Mit verständnisvollem Lächeln nickte sie langsam. „Natürlich, machen Sie sich keine Gedanken. Das ist der Job, von dem ich schon immer geträumt habe. Glauben Sie mir, mit mir haben Sie die richtige Besetzung.“
Josh McAllistar zog eine Braue nach oben, bedachte sie mit einem skeptischen Blick, zuckte aber nur Sekunden später mit den Schultern. „Na, wenn Sie meinen. Umso besser. Montag geht es los. Seien Sie pünktlich um neun Uhr für die Lagebesprechung da. Es ist der erste Tag von Santa Claus, und wir erwarten einen Run wie jedes Jahr.“
Bettys Herz hüpfte vor Glück. Sie würde nicht nur in einem der edelsten Kaufhäuser New Yorks als Verkäuferin arbeiten, sondern könnte in ihrer Mittagspause auch noch Zuckerstangen bei Santa abstauben. „Ich werde überpünktlich sein“, versicherte sie ihrem neuen Boss freudestrahlend.

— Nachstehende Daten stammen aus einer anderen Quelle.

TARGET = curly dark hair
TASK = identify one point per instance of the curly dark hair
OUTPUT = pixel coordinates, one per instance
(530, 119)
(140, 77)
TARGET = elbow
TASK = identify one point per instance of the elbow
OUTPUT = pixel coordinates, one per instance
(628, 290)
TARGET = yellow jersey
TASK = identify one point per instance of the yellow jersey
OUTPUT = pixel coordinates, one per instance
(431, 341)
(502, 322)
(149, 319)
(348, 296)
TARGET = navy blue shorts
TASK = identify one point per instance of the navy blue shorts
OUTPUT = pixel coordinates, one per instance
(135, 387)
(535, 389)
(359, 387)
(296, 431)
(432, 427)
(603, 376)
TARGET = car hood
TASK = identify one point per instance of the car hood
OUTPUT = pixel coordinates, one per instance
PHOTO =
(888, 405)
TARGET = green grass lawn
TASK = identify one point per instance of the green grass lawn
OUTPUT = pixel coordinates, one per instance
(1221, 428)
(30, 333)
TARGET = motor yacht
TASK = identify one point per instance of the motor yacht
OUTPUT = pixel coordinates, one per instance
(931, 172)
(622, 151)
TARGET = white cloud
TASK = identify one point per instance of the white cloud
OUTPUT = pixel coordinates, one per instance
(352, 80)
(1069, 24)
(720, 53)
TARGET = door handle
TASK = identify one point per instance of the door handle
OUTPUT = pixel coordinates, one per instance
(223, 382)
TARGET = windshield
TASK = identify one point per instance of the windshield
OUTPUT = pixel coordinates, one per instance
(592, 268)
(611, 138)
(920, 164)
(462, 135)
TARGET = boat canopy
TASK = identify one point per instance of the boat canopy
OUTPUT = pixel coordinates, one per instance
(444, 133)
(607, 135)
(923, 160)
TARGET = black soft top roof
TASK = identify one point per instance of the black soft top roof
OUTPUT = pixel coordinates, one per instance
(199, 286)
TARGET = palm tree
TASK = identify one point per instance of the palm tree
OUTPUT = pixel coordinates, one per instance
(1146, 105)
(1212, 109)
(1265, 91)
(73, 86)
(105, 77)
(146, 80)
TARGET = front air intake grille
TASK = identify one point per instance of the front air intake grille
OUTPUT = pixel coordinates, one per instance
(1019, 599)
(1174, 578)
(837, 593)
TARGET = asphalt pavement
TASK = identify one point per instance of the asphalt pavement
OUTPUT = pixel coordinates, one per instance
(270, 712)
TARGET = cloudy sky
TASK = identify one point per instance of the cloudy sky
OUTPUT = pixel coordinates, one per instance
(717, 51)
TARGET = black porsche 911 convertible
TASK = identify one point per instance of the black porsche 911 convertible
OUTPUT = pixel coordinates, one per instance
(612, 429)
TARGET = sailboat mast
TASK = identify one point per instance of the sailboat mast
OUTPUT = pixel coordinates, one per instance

Dieser drückte auf einen Knopf an seinem Laptop. Leises Rauschen ertönte, bevor er sprach. „Laura, bringen Sie Ms. Davis bitte ihr Kostüm.“
Gerade noch so konnte Betty sich davon abhalten, begeistert in die Hände zu klatschen. Sie hatte nicht damit gerechnet, ein Outfit gestellt zu bekommen. Allerdings war es logisch, trugen doch alle Verkäuferin diese schicken Sets aus schwarzen Shirts und Röcken mit diesen leicht spießigen, wenn auch irgendwie niedlichen Halstüchern. Sie hätte ausflippen können vor Freude, als Laura zur Tür hereinkam. Doch eine Sekunde später fiel ihr Blick auf etwas Giftgrünes in deren perfekt manikürten Fingern.
Lächelnd streckte Laura ihr die Scheußlichkeit entgegen.
Mit angestrengt hochgezogenen Mundwinkeln blickte Betty erst seine Assistentin und dann Mr. McAllistar an. „Was genau ist das?“
Ihr neuer Chef schenkte ihr einen gestressten, mit einer Portion Genervtheit gespickten Blick. „Ihr Kostüm. Was sonst?“
„Tragen das alle Verkäuferinnen zur Weihnachtszeit?“, fragte sie noch immer verwirrt.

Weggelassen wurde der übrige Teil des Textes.